The district court’s Rule 54(b) judgment setting forth its findings of fact and conclusions of law did not contain any findings of fact or conclusions of law pertinent to its determination that the pre-October 16, 1974, SASMI violates Section 302. To review that aspect of the district court’s decision, we looked to the findings of fact and conclusions of law set forth in the district court’s October 11, 1974, opinion which accompanied its preliminary injunction.

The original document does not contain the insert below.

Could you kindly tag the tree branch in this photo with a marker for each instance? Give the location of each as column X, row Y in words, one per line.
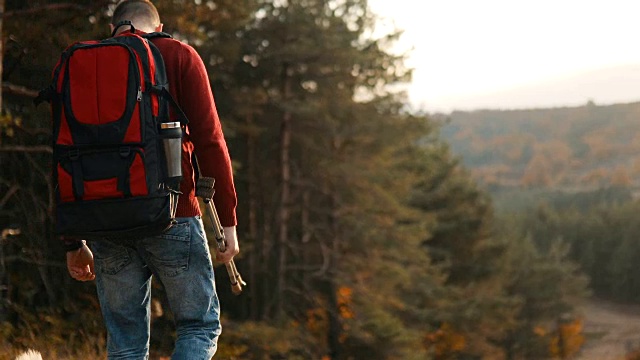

The district court’s findings of fact and conclusions of law issued under the pressure of a lengthy on-going strike by Local 441 against MMCA. Because we determine that an orderly development of the issues in this case requires further and more deliberate factual proceedings, we decline to invoke alternative jurisdictional bases that may have been open to MMCA.
With the above mollification and clarifications, the petition for rehearing is DENIED and no member of this panel nor Judge in regular active service on the Court having requested that the Court be polled on rehearing en banc (Rule 35 Federal Rules of Appellate Procedure; Local Fifth Circuit Rule 12) the Petition for Rehearing En Banc is DENIED.